Heartworm medication, flea prevention, dewormers, antibiotics, pain relievers – these are just a few of the medications that your pet may have been given or will be on at sometime during his or her lifetime. Over the years, pet parents tend to accumulate pet medications as the needs of their pets change. Some medications can expire in as little as two weeks while others may expire 2 or 3 years after they were dispensed. Unless you go through these medications frequently and check the expiration dates it is inevitable that you will find expired or unnecessary pet medications in your home. Once they are identified, it’s important to know how to properly dispose of these medications as well as how to properly store both current and old medications.

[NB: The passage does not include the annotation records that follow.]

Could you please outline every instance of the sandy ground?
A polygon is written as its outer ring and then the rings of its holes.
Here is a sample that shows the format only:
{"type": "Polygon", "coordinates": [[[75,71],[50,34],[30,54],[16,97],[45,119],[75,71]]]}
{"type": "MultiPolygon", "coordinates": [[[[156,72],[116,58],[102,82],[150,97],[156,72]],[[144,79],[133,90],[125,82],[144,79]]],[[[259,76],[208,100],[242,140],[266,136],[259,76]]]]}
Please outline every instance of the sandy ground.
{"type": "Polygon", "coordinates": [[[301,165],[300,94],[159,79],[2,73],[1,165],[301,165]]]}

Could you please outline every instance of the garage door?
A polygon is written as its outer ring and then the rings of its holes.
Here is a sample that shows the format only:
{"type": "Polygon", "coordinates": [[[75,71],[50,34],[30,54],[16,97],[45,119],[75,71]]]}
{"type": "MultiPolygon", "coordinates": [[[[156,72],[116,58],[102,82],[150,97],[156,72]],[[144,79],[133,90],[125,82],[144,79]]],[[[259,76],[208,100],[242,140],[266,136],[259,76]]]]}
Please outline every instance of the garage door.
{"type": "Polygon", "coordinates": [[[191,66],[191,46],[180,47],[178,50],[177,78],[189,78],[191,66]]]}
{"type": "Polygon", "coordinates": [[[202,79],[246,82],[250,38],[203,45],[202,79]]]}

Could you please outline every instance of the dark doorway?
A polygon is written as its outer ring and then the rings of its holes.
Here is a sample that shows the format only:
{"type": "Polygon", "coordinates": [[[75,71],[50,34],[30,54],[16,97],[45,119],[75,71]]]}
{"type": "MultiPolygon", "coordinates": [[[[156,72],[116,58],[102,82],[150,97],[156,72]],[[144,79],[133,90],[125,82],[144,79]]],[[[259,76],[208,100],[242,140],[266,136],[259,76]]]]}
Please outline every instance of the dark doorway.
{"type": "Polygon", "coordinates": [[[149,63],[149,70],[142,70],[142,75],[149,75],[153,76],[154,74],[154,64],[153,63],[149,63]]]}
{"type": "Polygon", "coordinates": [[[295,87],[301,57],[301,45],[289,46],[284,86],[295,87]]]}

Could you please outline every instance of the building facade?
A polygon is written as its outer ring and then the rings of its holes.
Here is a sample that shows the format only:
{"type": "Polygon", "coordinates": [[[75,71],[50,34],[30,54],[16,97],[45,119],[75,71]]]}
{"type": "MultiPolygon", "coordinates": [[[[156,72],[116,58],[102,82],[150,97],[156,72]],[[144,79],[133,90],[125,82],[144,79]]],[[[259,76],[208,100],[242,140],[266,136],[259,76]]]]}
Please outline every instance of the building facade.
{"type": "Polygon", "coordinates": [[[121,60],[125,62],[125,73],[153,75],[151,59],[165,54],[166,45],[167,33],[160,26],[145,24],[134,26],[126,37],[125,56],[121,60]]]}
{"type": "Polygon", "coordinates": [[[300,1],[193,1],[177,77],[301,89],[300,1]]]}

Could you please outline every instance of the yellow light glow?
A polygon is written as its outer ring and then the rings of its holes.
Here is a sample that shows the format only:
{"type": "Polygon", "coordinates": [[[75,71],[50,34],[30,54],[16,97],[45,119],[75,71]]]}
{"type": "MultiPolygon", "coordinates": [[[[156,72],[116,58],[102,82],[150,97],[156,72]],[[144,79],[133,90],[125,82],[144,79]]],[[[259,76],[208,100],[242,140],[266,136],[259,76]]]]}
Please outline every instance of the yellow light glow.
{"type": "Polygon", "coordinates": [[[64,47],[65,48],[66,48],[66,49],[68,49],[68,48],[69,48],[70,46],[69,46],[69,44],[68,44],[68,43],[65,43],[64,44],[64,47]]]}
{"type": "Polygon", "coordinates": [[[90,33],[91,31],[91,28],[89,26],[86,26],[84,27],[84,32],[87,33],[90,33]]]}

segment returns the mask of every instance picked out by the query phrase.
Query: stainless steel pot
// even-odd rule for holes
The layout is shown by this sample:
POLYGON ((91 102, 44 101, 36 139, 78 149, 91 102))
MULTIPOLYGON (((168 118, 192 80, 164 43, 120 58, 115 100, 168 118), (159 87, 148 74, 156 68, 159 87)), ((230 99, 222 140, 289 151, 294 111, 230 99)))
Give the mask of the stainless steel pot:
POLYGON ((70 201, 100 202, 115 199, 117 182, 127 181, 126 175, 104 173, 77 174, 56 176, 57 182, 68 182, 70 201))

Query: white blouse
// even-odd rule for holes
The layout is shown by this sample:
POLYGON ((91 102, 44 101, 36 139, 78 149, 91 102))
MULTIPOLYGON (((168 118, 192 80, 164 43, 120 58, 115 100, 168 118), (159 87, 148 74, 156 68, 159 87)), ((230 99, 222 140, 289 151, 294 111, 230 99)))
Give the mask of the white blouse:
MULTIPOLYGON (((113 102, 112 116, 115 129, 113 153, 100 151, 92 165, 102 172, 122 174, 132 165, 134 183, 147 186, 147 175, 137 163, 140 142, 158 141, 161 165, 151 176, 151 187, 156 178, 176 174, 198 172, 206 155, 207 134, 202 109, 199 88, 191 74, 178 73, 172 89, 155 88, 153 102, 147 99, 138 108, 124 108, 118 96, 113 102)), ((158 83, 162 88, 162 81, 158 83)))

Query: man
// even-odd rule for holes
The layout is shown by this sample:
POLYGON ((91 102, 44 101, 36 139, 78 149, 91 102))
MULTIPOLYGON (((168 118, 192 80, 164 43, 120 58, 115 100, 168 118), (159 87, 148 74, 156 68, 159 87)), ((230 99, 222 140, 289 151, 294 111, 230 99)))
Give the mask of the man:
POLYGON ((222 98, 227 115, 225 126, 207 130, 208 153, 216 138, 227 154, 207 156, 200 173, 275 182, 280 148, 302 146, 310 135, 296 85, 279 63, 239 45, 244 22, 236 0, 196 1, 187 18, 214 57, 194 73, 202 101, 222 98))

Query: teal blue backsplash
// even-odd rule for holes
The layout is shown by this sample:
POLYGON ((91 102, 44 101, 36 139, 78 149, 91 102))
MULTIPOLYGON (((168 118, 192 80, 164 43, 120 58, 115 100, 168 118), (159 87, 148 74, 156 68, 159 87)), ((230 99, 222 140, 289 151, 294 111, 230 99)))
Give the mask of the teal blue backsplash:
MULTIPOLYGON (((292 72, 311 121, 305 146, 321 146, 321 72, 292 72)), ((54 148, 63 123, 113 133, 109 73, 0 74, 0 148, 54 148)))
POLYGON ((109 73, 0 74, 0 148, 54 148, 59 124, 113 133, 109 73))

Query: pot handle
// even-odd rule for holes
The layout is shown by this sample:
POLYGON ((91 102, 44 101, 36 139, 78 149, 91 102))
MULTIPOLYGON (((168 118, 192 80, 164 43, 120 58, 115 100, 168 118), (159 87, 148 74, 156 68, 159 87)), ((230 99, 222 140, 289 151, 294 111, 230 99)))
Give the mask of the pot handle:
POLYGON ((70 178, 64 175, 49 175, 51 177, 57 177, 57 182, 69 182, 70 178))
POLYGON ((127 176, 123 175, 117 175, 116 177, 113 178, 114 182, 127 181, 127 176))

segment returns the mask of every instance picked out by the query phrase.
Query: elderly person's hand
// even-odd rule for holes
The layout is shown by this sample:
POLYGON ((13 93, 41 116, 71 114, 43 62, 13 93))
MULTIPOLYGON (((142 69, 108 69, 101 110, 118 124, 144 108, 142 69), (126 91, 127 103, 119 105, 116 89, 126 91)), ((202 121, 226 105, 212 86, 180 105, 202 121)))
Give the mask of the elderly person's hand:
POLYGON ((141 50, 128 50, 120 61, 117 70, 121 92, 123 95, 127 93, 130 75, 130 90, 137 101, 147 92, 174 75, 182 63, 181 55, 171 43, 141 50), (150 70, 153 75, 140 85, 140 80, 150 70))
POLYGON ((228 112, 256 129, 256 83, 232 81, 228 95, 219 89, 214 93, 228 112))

Because many of the medications you give your pet are tasty chewables, you must ensure that these medications are out of the reach of your pet. Medication should be stored in its original container, and should always have a safety cap on the bottle or vial. We all know when our little furry friends are determined they can chew through anything, so it is important that you store them in a cabinet or other area that you are sure won’t be accessible to them. Finally, you must be sure that medications are stored in a cool dry place unless otherwise specified.
Medications have an expiration date because over time, the potency of the medication declines. After the expiration date has passed, the medication is no longer proven to be effective by the manufacturer. So what are your options when you have discovered old or expired pet medication? Most people think of just throwing them away in the trash or flushing them down the toilet. Unfortunately, throwing the medication away as-is in the trash is not the best option because pets, children or others who have access to the trash can still recover and take these medications. Flushing the medications down the toilet is also not the best option because many of the medications pollute the water which has a negative impact on our fish and wildlife population.
The FDA along with the DEA have come up with ways to properly dispose of expired or unused prescription medications. These agencies recommend separating expired or unused pet medications from current pet medication and storing them until a National Prescription Drug Take Back Day. These “take back” days happen about every six months and are usually held in locations such as colleges, city halls or other public venues. The next National Prescription Drug Take Back Day occurs on Saturday April 27, 2013. You can find a collection site near you on the US Drug Enforcement Administration website.
Another way the FDA and DEA suggest disposing of medications is to throw them in the household trash, but take them out of their original containers and put them in a sealable bag along with coffee grounds, kitty litter or any other undesirable substance. It is important to note that there are certain medications that still must be flushed down the toilet to prevent danger to pets and people in the household. A list of these medications is available on the US Food and Drug Administration website.
Make sure you scratch out any identifiable information that may be on prescription label when disposing of these containers. If you are unsure about how to dispose of pet medication, consult your local pharmacist or veterinarian, or a 1800petmeds pharmacist. Through proper storage and discarding of unused or expired pet medication, we can be sure that our family and pets are safe, happy and healthy.